The first few of which are:

${\begin{bmatrix}2&-1\\4&-2\end{bmatrix}}\qquad {\begin{bmatrix}2&2&-2\\5&1&-3\\1&5&-3\end{bmatrix}}\qquad {\begin{bmatrix}2&2&2&-3\\6&1&1&-4\\1&6&1&-4\\1&1&6&-4\end{bmatrix}}\qquad {\begin{bmatrix}2&2&2&2&-4\\7&1&1&1&-5\\1&7&1&1&-5\\1&1&7&1&-5\\1&1&1&7&-5\end{bmatrix}}\qquad \ldots$

These matrices are nilpotent but there are no zero entries in any powers of them less than the index.

## Characterization

For an $n\times n$  square matrix $N$  with real (or complex) entries, the following are equivalent:

• $N$  is nilpotent.
• The characteristic polynomial for $N$  is $\det \left(xI-N\right)=x^{n}$ .
• The minimal polynomial for $N$  is $x^{k}$  for some positive integer $k\leq n$ .
• The only complex eigenvalue for $N$  is 0.
• tr(Nk) = 0 for all $k>0$ .

The last theorem holds true for matrices over any field of characteristic 0 or sufficiently large characteristic. (cf. Newton's identities)

This theorem has several consequences, including:

• The index of an $n\times n$  nilpotent matrix is always less than or equal to $n$ . For example, every $2\times 2$  nilpotent matrix squares to zero.
• The determinant and trace of a nilpotent matrix are always zero. Consequently, a nilpotent matrix cannot be invertible.
• The only nilpotent diagonalizable matrix is the zero matrix.

## Classification

Consider the $n\times n$  shift matrix:

$S={\begin{bmatrix}0&1&0&\ldots &0\\0&0&1&\ldots &0\\\vdots &\vdots &\vdots &\ddots &\vdots \\0&0&0&\ldots &1\\0&0&0&\ldots &0\end{bmatrix}}.$

This matrix has 1s along the superdiagonal and 0s everywhere else. As a linear transformation, the shift matrix "shifts" the components of a vector one position to the left, with a zero appearing in the last position:

$S(x_{1},x_{2},\ldots ,x_{n})=(x_{2},\ldots ,x_{n},0).$ 

This matrix is nilpotent with degree $n$ , and is the canonical nilpotent matrix.

Specifically, if $N$  is any nilpotent matrix, then $N$  is similar to a block diagonal matrix of the form

${\begin{bmatrix}S_{1}&0&\ldots &0\\0&S_{2}&\ldots &0\\\vdots &\vdots &\ddots &\vdots \\0&0&\ldots &S_{r}\end{bmatrix}}$

where each of the blocks $S_{1},S_{2},\ldots ,S_{r}$  is a shift matrix (possibly of different sizes). This form is a special case of the Jordan canonical form for matrices.

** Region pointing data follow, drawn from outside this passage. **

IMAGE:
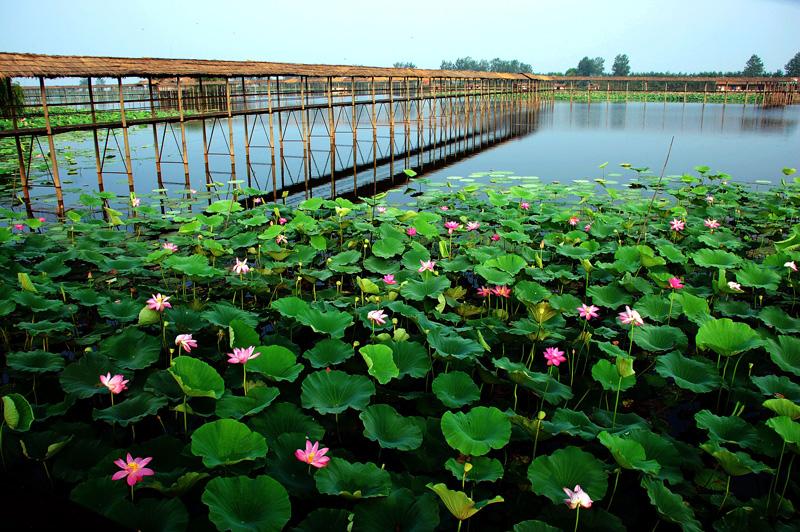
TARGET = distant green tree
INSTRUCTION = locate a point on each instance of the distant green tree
(792, 68)
(591, 67)
(754, 67)
(622, 66)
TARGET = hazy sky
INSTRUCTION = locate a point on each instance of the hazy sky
(676, 35)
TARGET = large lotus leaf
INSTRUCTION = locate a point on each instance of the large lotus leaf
(609, 378)
(697, 375)
(671, 506)
(785, 353)
(17, 412)
(483, 469)
(226, 442)
(659, 338)
(411, 358)
(35, 361)
(455, 389)
(726, 337)
(628, 453)
(276, 362)
(131, 410)
(758, 276)
(460, 505)
(570, 466)
(132, 349)
(196, 378)
(715, 258)
(240, 503)
(786, 428)
(237, 407)
(353, 480)
(333, 392)
(329, 352)
(384, 424)
(380, 362)
(431, 287)
(401, 511)
(476, 432)
(82, 378)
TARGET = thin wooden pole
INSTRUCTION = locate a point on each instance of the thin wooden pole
(53, 159)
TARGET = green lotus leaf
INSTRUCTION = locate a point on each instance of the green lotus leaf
(226, 442)
(17, 412)
(726, 337)
(628, 453)
(460, 505)
(237, 503)
(785, 353)
(697, 375)
(276, 362)
(380, 362)
(476, 432)
(570, 466)
(196, 378)
(430, 287)
(131, 410)
(715, 258)
(786, 428)
(484, 469)
(329, 352)
(333, 392)
(237, 407)
(401, 511)
(353, 480)
(82, 378)
(384, 424)
(455, 389)
(671, 506)
(35, 361)
(132, 349)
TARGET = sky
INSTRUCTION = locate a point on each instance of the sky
(674, 35)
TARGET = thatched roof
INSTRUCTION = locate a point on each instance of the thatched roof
(56, 66)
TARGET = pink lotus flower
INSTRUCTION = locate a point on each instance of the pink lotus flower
(554, 356)
(502, 291)
(115, 384)
(677, 225)
(452, 226)
(158, 302)
(240, 267)
(133, 468)
(313, 455)
(577, 498)
(631, 317)
(377, 316)
(186, 342)
(588, 311)
(426, 265)
(242, 355)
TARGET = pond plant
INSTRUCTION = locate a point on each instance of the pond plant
(532, 357)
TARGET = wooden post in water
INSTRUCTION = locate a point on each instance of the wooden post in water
(53, 159)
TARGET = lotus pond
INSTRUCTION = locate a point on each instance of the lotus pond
(541, 357)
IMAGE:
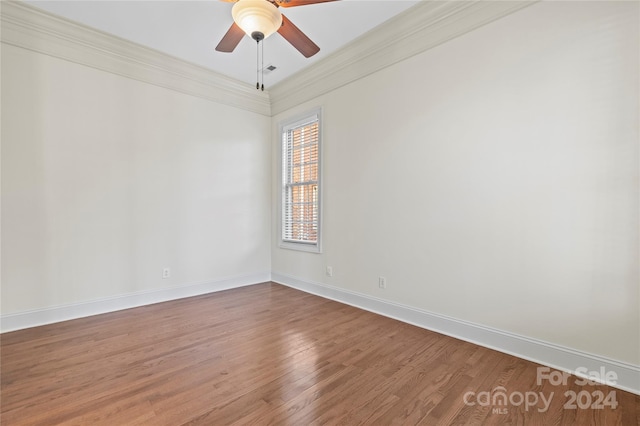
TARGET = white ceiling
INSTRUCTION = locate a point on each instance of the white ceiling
(190, 30)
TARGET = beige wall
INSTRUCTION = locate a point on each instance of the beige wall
(107, 180)
(493, 179)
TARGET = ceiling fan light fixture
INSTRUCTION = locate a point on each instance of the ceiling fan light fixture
(257, 17)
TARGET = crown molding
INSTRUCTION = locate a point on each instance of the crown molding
(419, 28)
(30, 28)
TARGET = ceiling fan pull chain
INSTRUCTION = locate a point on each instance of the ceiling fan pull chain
(257, 63)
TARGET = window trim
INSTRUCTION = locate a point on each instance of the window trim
(284, 126)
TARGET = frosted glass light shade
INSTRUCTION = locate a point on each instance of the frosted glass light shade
(257, 16)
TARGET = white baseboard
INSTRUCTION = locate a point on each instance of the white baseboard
(548, 354)
(34, 318)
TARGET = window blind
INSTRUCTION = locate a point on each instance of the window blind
(300, 218)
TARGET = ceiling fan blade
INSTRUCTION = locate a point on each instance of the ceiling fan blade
(292, 3)
(230, 39)
(297, 38)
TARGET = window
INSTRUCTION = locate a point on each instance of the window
(301, 183)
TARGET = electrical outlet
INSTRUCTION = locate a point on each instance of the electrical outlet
(382, 282)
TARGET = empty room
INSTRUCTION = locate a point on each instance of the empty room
(320, 212)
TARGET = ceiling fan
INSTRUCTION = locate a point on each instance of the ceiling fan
(261, 18)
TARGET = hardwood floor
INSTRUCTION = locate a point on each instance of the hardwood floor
(268, 354)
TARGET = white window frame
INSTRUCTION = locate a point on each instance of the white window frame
(283, 128)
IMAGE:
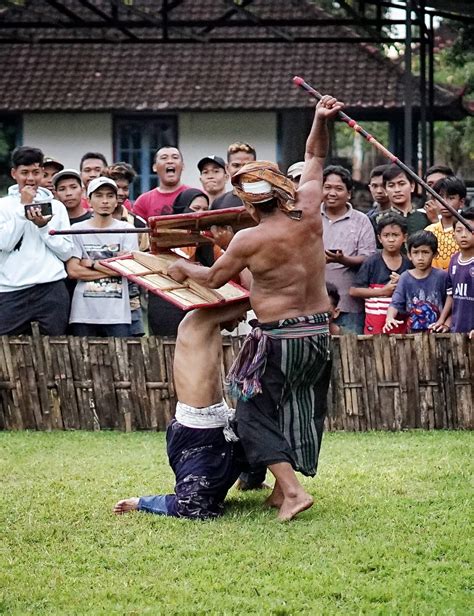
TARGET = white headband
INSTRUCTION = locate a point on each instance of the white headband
(257, 188)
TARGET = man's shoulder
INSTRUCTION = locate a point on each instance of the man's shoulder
(84, 224)
(376, 257)
(121, 224)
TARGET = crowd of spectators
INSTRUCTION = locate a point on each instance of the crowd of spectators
(399, 268)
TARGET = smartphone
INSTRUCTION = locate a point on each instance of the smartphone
(46, 207)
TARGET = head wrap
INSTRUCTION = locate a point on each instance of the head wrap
(183, 200)
(260, 181)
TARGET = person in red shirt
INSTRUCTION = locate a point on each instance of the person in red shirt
(168, 167)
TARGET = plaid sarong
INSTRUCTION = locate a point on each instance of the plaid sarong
(282, 376)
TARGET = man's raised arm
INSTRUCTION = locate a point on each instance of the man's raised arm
(317, 144)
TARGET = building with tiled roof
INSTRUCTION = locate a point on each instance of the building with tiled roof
(125, 92)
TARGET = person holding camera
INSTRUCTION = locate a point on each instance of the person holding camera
(32, 271)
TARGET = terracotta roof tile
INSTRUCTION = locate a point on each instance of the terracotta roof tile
(201, 76)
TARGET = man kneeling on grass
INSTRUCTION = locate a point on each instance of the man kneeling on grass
(202, 448)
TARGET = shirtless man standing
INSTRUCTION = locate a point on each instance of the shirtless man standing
(282, 373)
(202, 448)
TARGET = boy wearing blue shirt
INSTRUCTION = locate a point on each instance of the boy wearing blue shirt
(420, 292)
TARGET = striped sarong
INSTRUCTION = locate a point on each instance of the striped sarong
(281, 377)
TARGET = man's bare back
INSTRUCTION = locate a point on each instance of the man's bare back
(286, 258)
(285, 255)
(198, 355)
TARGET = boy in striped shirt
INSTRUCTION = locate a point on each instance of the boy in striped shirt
(377, 277)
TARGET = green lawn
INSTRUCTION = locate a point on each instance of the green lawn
(390, 532)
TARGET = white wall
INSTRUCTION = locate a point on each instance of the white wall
(67, 136)
(207, 133)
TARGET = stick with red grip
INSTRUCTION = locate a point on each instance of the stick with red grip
(299, 81)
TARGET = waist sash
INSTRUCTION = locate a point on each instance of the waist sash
(244, 378)
(214, 416)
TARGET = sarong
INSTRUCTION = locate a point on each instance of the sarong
(281, 377)
(205, 459)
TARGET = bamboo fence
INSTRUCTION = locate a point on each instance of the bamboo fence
(378, 382)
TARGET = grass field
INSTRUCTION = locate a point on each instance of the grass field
(390, 532)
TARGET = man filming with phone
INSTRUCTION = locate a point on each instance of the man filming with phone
(32, 271)
(349, 239)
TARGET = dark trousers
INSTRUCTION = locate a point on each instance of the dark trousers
(100, 330)
(46, 303)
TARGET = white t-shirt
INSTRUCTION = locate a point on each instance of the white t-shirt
(104, 301)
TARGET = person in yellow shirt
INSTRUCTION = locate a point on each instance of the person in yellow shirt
(453, 190)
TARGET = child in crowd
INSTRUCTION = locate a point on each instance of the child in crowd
(334, 311)
(399, 188)
(453, 190)
(420, 292)
(378, 276)
(460, 301)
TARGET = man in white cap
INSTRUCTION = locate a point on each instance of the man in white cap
(213, 177)
(100, 304)
(67, 187)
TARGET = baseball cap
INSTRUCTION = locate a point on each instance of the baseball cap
(66, 173)
(211, 159)
(98, 182)
(295, 170)
(49, 160)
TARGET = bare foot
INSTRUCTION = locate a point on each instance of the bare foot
(276, 497)
(244, 487)
(293, 505)
(126, 505)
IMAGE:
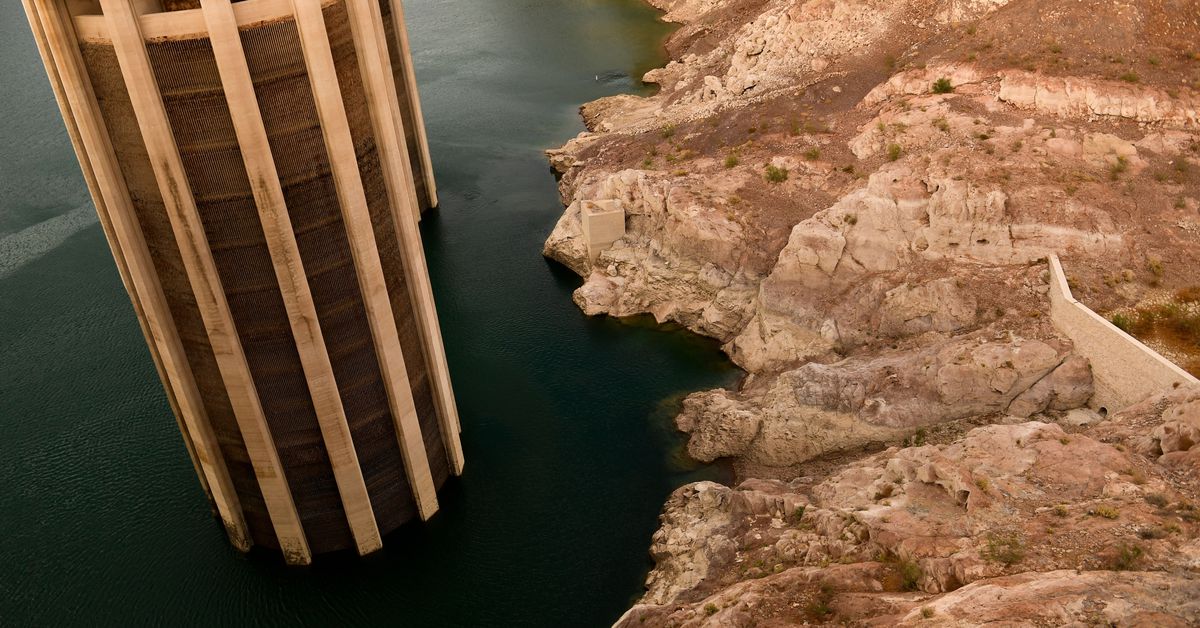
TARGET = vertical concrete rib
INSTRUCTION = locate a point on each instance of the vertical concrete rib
(256, 150)
(414, 97)
(55, 34)
(352, 198)
(107, 227)
(371, 45)
(202, 274)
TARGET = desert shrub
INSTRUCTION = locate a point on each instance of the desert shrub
(1126, 557)
(1006, 548)
(1119, 167)
(775, 174)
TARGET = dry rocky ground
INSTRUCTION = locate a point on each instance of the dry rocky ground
(857, 198)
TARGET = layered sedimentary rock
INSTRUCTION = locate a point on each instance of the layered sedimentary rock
(857, 198)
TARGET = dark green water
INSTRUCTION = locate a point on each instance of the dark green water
(568, 452)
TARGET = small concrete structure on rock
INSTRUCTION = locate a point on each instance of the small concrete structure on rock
(604, 223)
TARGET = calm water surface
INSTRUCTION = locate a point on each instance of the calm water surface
(569, 455)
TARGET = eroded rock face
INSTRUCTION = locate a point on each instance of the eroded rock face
(856, 198)
(682, 259)
(1021, 522)
(820, 408)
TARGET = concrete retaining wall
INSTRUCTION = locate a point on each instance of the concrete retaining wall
(1126, 371)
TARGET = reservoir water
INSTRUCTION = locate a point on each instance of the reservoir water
(569, 450)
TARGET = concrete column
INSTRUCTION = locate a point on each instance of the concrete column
(55, 36)
(352, 198)
(256, 151)
(202, 273)
(406, 53)
(371, 48)
(106, 225)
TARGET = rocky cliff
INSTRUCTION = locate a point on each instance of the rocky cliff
(856, 197)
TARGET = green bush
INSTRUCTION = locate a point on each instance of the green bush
(1005, 548)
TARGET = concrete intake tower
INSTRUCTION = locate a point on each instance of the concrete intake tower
(259, 168)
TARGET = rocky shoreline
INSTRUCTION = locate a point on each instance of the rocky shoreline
(857, 197)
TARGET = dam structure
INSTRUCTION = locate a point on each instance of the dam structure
(259, 168)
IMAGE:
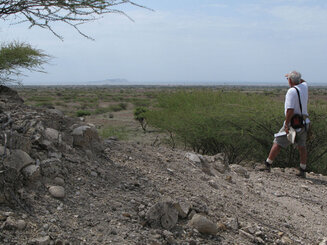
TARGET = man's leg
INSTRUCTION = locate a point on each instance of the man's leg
(303, 161)
(275, 149)
(303, 154)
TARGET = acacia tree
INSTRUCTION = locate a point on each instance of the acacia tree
(17, 56)
(44, 13)
(72, 12)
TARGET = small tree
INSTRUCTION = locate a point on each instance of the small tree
(139, 115)
(17, 56)
(72, 12)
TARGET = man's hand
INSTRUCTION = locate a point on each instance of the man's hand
(286, 129)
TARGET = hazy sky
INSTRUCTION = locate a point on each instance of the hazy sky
(188, 40)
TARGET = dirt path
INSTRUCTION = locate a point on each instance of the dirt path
(106, 202)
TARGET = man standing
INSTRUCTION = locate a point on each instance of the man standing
(292, 107)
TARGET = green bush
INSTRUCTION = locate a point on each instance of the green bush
(235, 123)
(82, 113)
(139, 115)
(110, 131)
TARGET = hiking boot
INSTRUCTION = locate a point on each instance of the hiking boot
(301, 173)
(266, 167)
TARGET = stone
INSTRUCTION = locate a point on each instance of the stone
(203, 225)
(324, 241)
(220, 167)
(239, 170)
(162, 215)
(59, 181)
(21, 224)
(57, 191)
(31, 172)
(51, 168)
(51, 134)
(86, 137)
(286, 240)
(233, 223)
(193, 157)
(2, 150)
(18, 159)
(40, 241)
(94, 174)
(221, 226)
(213, 184)
(183, 209)
(56, 112)
(9, 224)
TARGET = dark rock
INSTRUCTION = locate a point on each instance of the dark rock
(162, 215)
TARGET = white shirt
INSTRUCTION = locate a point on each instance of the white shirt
(292, 100)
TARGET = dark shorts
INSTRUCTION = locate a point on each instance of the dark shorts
(300, 139)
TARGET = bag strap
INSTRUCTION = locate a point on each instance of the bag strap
(298, 93)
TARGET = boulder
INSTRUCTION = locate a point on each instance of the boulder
(183, 209)
(51, 168)
(239, 170)
(203, 225)
(86, 137)
(57, 191)
(31, 172)
(220, 166)
(40, 241)
(2, 150)
(12, 224)
(51, 134)
(18, 160)
(162, 215)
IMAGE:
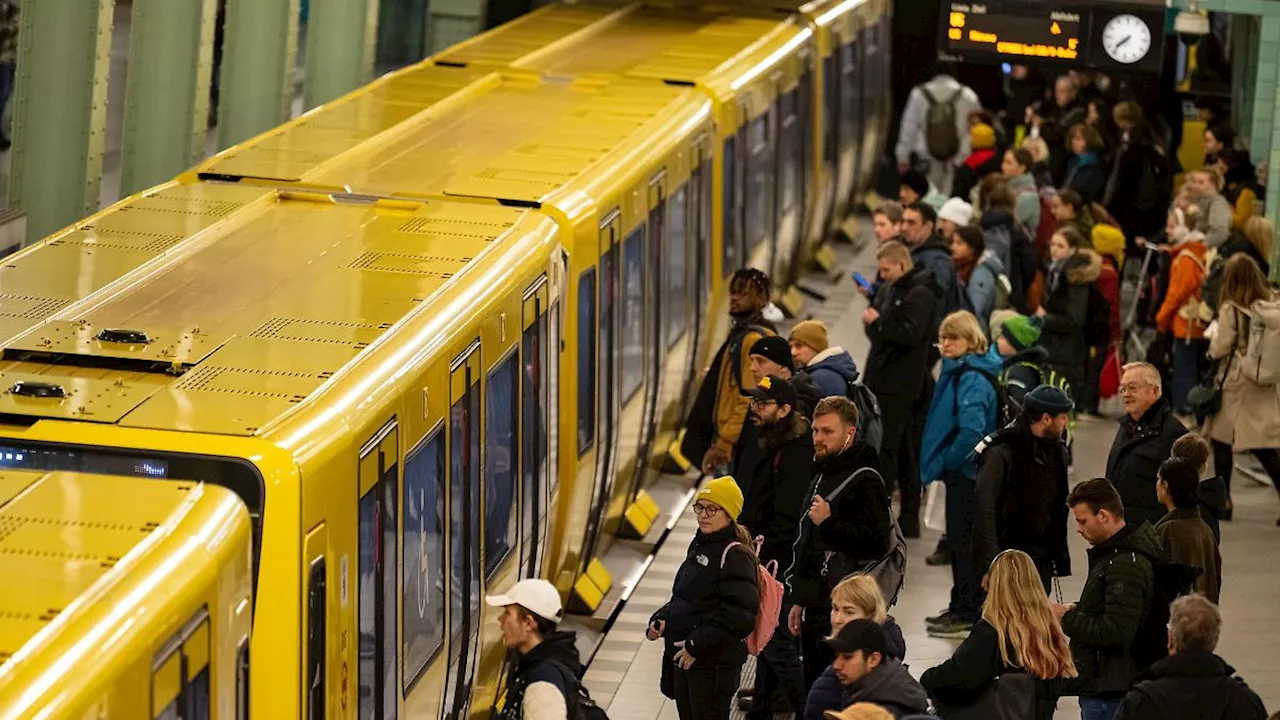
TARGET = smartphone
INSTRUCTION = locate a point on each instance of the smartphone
(862, 282)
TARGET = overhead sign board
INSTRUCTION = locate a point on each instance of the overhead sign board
(1068, 35)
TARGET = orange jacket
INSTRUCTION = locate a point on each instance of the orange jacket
(1185, 279)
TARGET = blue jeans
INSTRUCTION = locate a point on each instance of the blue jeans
(1098, 707)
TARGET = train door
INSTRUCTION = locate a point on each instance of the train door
(535, 419)
(464, 525)
(606, 384)
(376, 586)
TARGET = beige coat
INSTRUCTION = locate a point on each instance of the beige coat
(1251, 413)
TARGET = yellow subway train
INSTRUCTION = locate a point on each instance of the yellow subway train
(433, 337)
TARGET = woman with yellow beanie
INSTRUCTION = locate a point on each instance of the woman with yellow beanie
(712, 609)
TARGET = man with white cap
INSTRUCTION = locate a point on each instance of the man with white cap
(548, 669)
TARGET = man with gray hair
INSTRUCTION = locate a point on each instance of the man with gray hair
(1192, 682)
(1143, 441)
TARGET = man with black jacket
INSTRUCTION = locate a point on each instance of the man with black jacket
(1116, 597)
(1192, 682)
(1022, 487)
(544, 683)
(846, 527)
(773, 470)
(1144, 440)
(903, 329)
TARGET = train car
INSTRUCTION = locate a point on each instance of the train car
(126, 597)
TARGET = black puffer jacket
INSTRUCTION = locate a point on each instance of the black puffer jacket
(1115, 598)
(551, 661)
(1192, 684)
(1137, 452)
(901, 337)
(1022, 499)
(712, 609)
(775, 470)
(858, 528)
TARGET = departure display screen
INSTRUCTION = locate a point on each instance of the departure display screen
(1013, 32)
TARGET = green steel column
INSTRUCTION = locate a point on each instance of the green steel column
(342, 36)
(167, 100)
(259, 48)
(453, 21)
(60, 112)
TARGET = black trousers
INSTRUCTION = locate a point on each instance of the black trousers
(899, 454)
(1224, 463)
(965, 580)
(704, 692)
(817, 655)
(778, 673)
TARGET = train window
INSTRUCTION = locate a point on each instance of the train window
(242, 682)
(585, 360)
(759, 183)
(789, 146)
(501, 468)
(677, 279)
(631, 304)
(423, 563)
(730, 260)
(316, 634)
(181, 675)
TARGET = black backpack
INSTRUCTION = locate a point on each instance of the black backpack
(941, 135)
(1173, 580)
(871, 427)
(577, 702)
(1097, 319)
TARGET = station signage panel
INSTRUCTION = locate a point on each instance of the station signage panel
(1066, 35)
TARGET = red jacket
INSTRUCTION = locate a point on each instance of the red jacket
(1185, 279)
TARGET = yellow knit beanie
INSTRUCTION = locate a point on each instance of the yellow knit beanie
(726, 493)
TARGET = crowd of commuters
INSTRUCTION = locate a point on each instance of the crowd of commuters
(992, 320)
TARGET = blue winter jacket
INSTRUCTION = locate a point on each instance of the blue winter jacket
(832, 369)
(827, 693)
(961, 414)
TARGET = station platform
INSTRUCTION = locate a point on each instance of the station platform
(624, 673)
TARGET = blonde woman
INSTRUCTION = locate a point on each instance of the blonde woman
(963, 411)
(856, 597)
(1016, 633)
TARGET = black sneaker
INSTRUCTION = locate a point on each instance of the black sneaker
(942, 616)
(954, 629)
(910, 525)
(941, 556)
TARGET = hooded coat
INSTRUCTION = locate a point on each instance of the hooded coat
(827, 693)
(832, 370)
(963, 411)
(1137, 452)
(858, 528)
(773, 470)
(1066, 304)
(1116, 597)
(1249, 418)
(1022, 499)
(539, 684)
(901, 337)
(1191, 684)
(891, 687)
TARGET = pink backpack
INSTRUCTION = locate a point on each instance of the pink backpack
(771, 600)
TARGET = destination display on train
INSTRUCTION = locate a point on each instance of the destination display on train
(1014, 31)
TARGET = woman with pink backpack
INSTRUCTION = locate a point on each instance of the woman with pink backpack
(713, 609)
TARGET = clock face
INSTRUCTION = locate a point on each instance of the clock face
(1127, 39)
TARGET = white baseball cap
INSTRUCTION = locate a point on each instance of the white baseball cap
(534, 595)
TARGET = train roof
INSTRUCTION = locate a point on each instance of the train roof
(68, 538)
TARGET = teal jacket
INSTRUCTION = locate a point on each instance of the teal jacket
(961, 414)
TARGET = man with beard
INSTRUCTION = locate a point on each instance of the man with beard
(773, 470)
(720, 406)
(848, 525)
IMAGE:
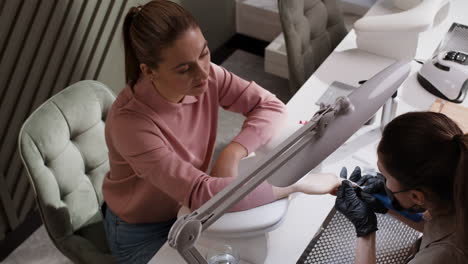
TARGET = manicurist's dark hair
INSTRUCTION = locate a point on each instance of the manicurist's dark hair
(429, 150)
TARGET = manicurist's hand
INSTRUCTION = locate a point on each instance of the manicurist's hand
(355, 209)
(227, 164)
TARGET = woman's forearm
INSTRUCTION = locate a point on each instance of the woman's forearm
(365, 249)
(228, 161)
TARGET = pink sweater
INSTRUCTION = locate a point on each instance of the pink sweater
(159, 151)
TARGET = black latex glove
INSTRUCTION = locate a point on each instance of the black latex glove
(355, 209)
(370, 184)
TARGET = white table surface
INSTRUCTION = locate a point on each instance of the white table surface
(349, 65)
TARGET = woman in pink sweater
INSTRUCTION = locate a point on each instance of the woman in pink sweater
(161, 131)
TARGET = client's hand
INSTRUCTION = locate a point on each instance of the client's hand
(318, 183)
(356, 210)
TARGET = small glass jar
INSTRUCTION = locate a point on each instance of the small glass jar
(222, 254)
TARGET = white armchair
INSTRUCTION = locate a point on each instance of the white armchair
(396, 34)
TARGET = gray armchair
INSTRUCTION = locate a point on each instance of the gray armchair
(63, 148)
(312, 29)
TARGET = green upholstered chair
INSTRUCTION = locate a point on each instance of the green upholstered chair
(312, 29)
(63, 148)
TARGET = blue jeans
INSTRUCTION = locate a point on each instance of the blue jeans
(134, 243)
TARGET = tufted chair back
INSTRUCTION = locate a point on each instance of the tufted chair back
(312, 29)
(63, 148)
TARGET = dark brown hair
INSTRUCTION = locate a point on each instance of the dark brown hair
(148, 30)
(429, 150)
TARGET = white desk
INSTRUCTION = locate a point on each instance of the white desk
(348, 65)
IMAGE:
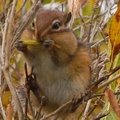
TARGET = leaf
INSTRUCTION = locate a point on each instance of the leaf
(75, 5)
(113, 102)
(9, 111)
(114, 34)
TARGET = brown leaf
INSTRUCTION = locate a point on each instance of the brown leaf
(9, 112)
(75, 5)
(113, 102)
(114, 33)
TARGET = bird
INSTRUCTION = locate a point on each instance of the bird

For example, any nonzero 2 × 2 nilpotent matrix is similar to the matrix

${\begin{bmatrix}0&1\\0&0\end{bmatrix}}.$

That is, if $N$  is any nonzero 2 × 2 nilpotent matrix, then there exists a basis b1b2 such that Nb1 = 0 and Nb2 = b1.

This classification theorem holds for matrices over any field. (It is not necessary for the field to be algebraically closed.)

## Flag of subspaces

A nilpotent transformation $L$  on $\mathbb {R} ^{n}$  naturally determines a flag of subspaces

$\{0\}\subset \ker L\subset \ker L^{2}\subset \ldots \subset \ker L^{q-1}\subset \ker L^{q}=\mathbb {R} ^{n}$

and a signature

$0=n_{0}

The signature characterizes $L$  up to an invertible linear transformation. Furthermore, it satisfies the inequalities

$n_{j+1}-n_{j}\leq n_{j}-n_{j-1},\qquad {\mbox{for all }}j=1,\ldots ,q-1.$

Conversely, any sequence of natural numbers satisfying these inequalities is the signature of a nilpotent transformation.

• If $N$  is nilpotent, then $I+N$  and $I-N$  are invertible, where $I$  is the $n\times n$  identity matrix. The inverses are given by
{\begin{aligned}(I+N)^{-1}&=\displaystyle \sum _{m=0}^{\infty }\left(-N\right)^{m}=I-N+N^{2}-N^{3}+N^{4}-N^{5}+N^{6}-N^{7}+\cdots ,\\(I-N)^{-1}&=\displaystyle \sum _{m=0}^{\infty }N^{m}=I+N+N^{2}+N^{3}+N^{4}+N^{5}+N^{6}+N^{7}+\cdots \\\end{aligned}}

As long as $N$  is nilpotent, both sums converge, as only finitely many terms are nonzero.

• If $N$  is nilpotent, then
$\det(I+N)=1,\!\,$
where $I$  denotes the $n\times n$  identity matrix. Conversely, if $A$  is a matrix and
$\det(I+tA)=1\!\,$
for all values of $t$ , then $A$  is nilpotent. In fact, since $p(t)=\det(I+tA)-1$  is a polynomial of degree $n$ , it suffices to have this hold for $n+1$  distinct values of $t$ .

## Generalizations

A linear operator $T$  is locally nilpotent if for every vector $v$ , there exists a $k\in \mathbb {N}$  such that

$T^{k}(v)=0.\!\,$

For operators on a finite-dimensional vector space, local nilpotence is equivalent to nilpotence.